Microwave ovens are detectable at distances of many kilometers by
radio telescopes.  They are not really a problem for SETI since thier
emission is very broadband by our standards.  Oue detection systems do
not see them.  However, back in 1995 at the Parkes observatory, we
noticed broadband interference on our spectrum displays.  Again, I
emphsize this was not detected by the search system.  The interference
seemed to occur most often at breakfast and dinner times.  There was a
microwave oven on site (since very little radio astronomy is done at
those frequencies).  We made a cup of tea in the microwave and sure
enough, it produced the same pattern of broad interference.  So, the
broad interference at ~2400 MHz was indeed emission from microwave
ovens at distances greater than 5 km.  And it was coming in the
sidelobes.

It's also an ilustration of how usage of the spectrum has increased in
recent years.  At Parkes in 95 and Green Bank in 96-98, we were able
to observe much of the spectrum that now has to be filtered to protect
the receiver.

The recent articles mentioned microwave ovens as an illustration of
how widespread radio emitters are in society.  Your example of
wireless networks is another good one.  Although all radio emitting
devices have specific frequency assignments, and limits on their out
of band emissions, radio telescopes are very, very sensitive and can
often pick up those out of band emissions.

Peter Backus
Project Phoenix 


> I agree, I can't imagine distant microwave ovens would actually
> generate light that could penetrate the sidelobes of Arecibo.
> 
> Since there are no ovens on site, the nearest one must be at least a 
> few kilometers away in the nearest town.
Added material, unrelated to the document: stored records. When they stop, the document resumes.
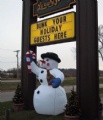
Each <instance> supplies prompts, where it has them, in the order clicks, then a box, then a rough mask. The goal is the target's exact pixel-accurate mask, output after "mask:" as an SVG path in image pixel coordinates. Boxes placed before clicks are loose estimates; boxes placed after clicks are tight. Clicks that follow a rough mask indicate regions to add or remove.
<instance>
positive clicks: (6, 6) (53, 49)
mask: <svg viewBox="0 0 103 120" xmlns="http://www.w3.org/2000/svg"><path fill="white" fill-rule="evenodd" d="M98 25H103V0H98ZM21 36H22V0H0V68H1V69H3V70H8V69H10V68H16V64H17V61H16V60H17V58H16V52H14V51H15V50H21ZM75 47H76V45H75V42H70V43H63V44H58V45H57V44H56V45H49V46H45V47H38V49H37V50H38V56H37V57H38V59H40V55H41V54H42V53H44V52H48V51H49V52H51V51H52V52H56V53H57V54H58V55H59V57H60V58H61V60H62V62H61V63H60V65H59V67H60V68H76V59H75V54H74V53H73V52H72V51H73V48H75ZM20 52H21V51H20ZM20 52H19V65H20V61H21V53H20ZM99 69H101V70H103V62H102V60H101V59H99Z"/></svg>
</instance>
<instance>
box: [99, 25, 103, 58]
mask: <svg viewBox="0 0 103 120" xmlns="http://www.w3.org/2000/svg"><path fill="white" fill-rule="evenodd" d="M98 42H99V46H98V52H99V54H100V57H101V58H102V60H103V25H100V26H99V27H98Z"/></svg>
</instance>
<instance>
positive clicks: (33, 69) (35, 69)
mask: <svg viewBox="0 0 103 120" xmlns="http://www.w3.org/2000/svg"><path fill="white" fill-rule="evenodd" d="M31 71H32V72H33V73H34V74H36V75H38V74H39V71H40V68H39V67H38V66H37V65H36V63H35V62H34V61H32V62H31Z"/></svg>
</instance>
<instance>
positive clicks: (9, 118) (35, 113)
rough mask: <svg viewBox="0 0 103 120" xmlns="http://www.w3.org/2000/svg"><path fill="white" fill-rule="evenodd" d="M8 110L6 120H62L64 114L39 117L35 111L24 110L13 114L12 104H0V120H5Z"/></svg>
mask: <svg viewBox="0 0 103 120" xmlns="http://www.w3.org/2000/svg"><path fill="white" fill-rule="evenodd" d="M7 109H10V112H9V113H10V114H9V119H8V120H64V113H63V114H60V115H57V116H52V115H39V114H37V113H36V112H35V110H29V111H28V110H24V111H20V112H14V111H13V110H12V102H11V101H10V102H3V103H0V120H5V117H6V116H5V111H6V110H7Z"/></svg>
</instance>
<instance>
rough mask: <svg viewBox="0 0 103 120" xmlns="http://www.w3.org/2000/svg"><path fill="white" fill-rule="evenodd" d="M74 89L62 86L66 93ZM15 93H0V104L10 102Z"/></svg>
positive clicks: (67, 92)
mask: <svg viewBox="0 0 103 120" xmlns="http://www.w3.org/2000/svg"><path fill="white" fill-rule="evenodd" d="M73 87H74V90H76V86H75V85H74V86H64V89H65V91H66V92H67V93H68V92H70V91H71V90H72V89H73ZM100 88H103V84H100ZM14 93H15V91H7V92H2V91H1V92H0V102H5V101H11V100H12V98H13V96H14ZM100 97H101V101H102V103H103V95H100Z"/></svg>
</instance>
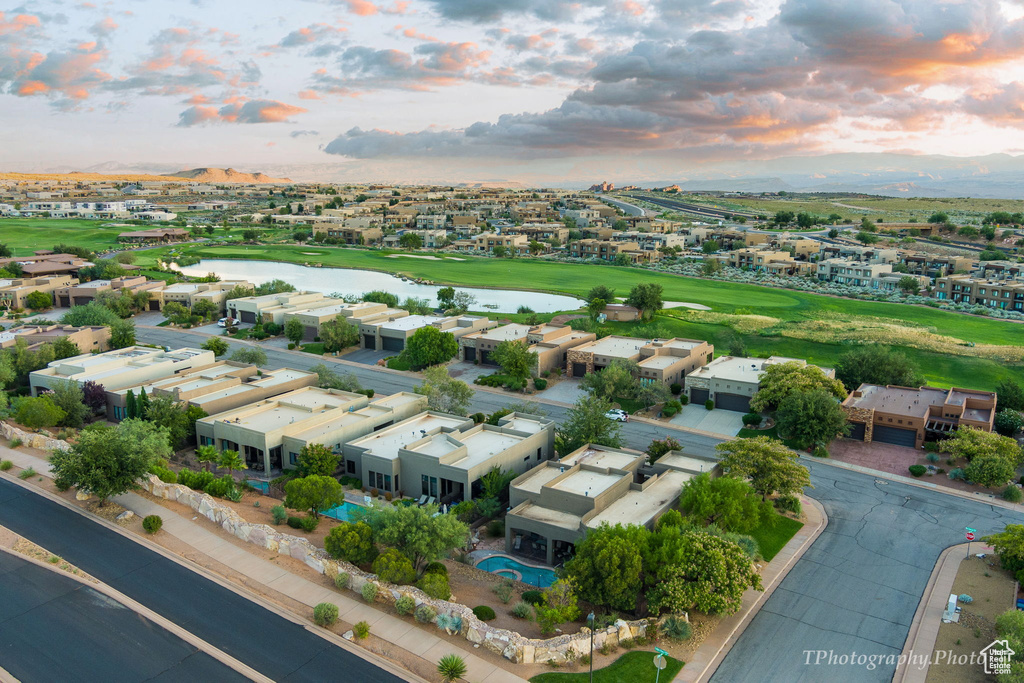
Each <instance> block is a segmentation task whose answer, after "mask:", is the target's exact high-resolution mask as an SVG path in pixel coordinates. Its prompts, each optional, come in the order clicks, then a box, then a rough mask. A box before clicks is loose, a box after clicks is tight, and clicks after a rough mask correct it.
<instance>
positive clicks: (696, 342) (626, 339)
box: [565, 335, 715, 384]
mask: <svg viewBox="0 0 1024 683" xmlns="http://www.w3.org/2000/svg"><path fill="white" fill-rule="evenodd" d="M714 352H715V347H714V346H712V345H711V344H709V343H708V342H706V341H698V340H695V339H679V338H674V339H654V340H650V341H648V340H644V339H636V338H634V337H618V336H615V335H611V336H608V337H604V338H602V339H598V340H596V341H592V342H590V343H587V344H583V345H582V346H577V347H575V348H572V349H569V351H568V353H567V355H566V362H565V374H566V375H567V376H569V377H583V376H585V375H587V374H589V373H593V372H597V371H599V370H602V369H604V368H607V367H608V366H609V365H611V362H612V361H613V360H632V361H635V362H636V364H637V365H638V366H639V367H640V374H639V379H640V381H647V382H663V383H665V384H677V383H678V384H683V383H684V381H685V378H686V377H687V376H688V375H690V374H692V373H693V372H694V371H696V370H697V369H698V368H701V367H702V366H705V365H706V364H707V362H708V361H710V360H711V358H712V355H713V354H714Z"/></svg>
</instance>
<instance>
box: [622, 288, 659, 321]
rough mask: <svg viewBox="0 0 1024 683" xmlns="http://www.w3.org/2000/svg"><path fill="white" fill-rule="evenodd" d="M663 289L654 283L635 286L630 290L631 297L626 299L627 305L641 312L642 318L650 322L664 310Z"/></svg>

Fact is that microwave oven 
> leakage decreases rapidly with distance. For example, with the maximum 
> permissible leakage of 5 milliwatts per square centimeter, at an arms length 
> from the door, it would decrease to 1/1000 milliwatts per square centimeter.  
> And even the little amount that escapes will not get very far before being 
> blocked or absorbed by the various insulating layers and walls of a house.